Remix.run Logo
advisedwang 16 hours ago

LLM-initiated purchases probably rack up chargebacks, support calls, etc for mistakes the LLM makes. I'm not surprised they want to limit it.

jsheard 15 hours ago | parent | next [-]

I might be out of the loop, but are agents actually out there buying stuff from "unwilling" vendors at any significant scale? I thought that was still mostly limited to opt-in partnerships with retailers. Still, eBay might be anticipating the issues you mentioned and trying to get ahead of them.

Nkharrl 15 hours ago | parent [-]

Not commonly known (I work in this space), but yes.

Agents are being used to automate things like non-cash account balance arbitrage, stacking and abusing marketing promotions, triangulated purchasing schemes, and purchase-refund arbitrage schemes at an increasingly large scale.
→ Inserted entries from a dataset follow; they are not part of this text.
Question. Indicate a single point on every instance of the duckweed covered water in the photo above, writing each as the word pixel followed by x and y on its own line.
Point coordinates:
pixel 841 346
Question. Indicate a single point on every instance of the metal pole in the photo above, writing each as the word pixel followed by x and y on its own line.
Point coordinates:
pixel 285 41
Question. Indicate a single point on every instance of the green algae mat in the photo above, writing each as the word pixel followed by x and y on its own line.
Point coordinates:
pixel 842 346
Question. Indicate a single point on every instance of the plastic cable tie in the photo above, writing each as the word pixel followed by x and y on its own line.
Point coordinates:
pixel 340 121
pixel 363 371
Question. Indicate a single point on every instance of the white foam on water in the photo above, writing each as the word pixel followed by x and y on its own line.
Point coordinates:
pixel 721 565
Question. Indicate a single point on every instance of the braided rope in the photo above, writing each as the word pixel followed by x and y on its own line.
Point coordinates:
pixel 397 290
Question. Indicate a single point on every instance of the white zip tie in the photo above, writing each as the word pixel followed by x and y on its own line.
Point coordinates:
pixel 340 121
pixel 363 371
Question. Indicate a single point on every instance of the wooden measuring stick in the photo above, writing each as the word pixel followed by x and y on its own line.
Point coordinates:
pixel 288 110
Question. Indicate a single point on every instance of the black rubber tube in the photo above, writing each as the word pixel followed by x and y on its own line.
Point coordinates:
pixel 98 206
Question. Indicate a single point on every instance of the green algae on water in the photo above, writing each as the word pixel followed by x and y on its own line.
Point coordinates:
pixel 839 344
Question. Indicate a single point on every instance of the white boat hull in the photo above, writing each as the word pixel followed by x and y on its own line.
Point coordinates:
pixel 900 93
doctoboggan 16 hours ago | parent | prev | next [-]

More likely, they want to be the exclusive provider of LLMs that can purchase off of eBay, or at least charge for API access.

nxobject 15 hours ago | parent | next [-]
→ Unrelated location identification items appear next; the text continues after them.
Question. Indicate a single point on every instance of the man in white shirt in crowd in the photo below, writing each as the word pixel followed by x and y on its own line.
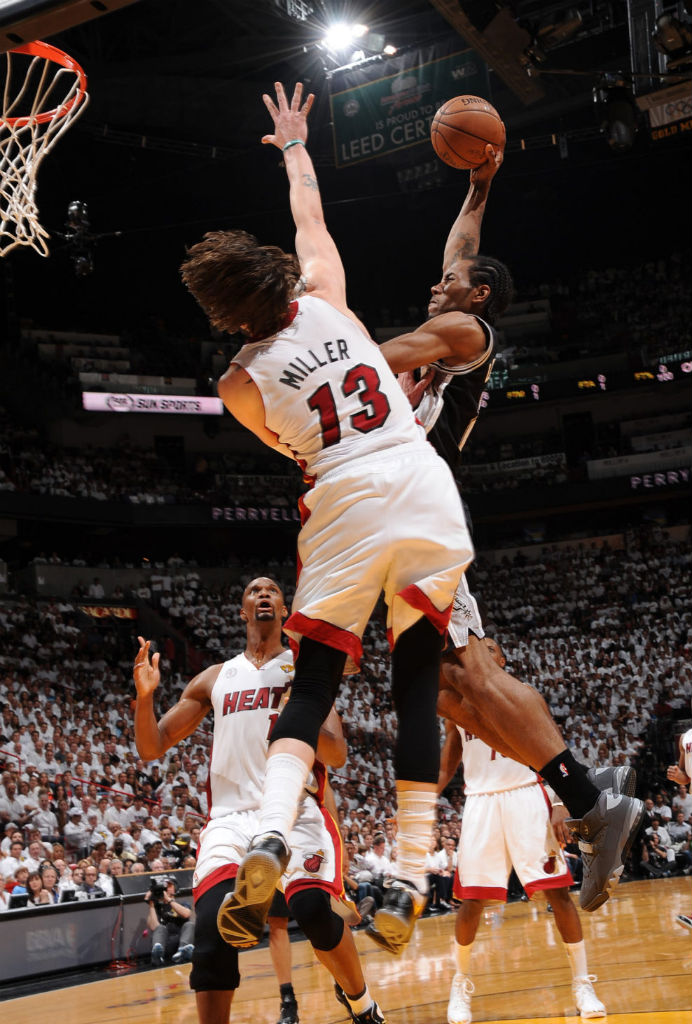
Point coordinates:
pixel 661 808
pixel 664 841
pixel 118 812
pixel 44 818
pixel 11 806
pixel 77 835
pixel 683 802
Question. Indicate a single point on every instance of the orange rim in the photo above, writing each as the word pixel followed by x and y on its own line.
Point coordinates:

They may have an inkling that the big LLM companies will want to pay for future/past data... I imagine either Google or OpenAI has something predictive and shopping-related in the books.

rvnx 15 hours ago | parent | prev [-]

This; "certified / authorized by eBay" and then agents have to pay access to the catalogue

lukev 16 hours ago | parent | prev [-]

Right -- this seems more of a protective measure than something they will proactively enforce.

If you have a well-behaved agent that uses a browser to buy on eBay, I doubt that will cause issues. But if it leads to issues, they can point to that clause instead of having to help repair the issues caused by someone else's software.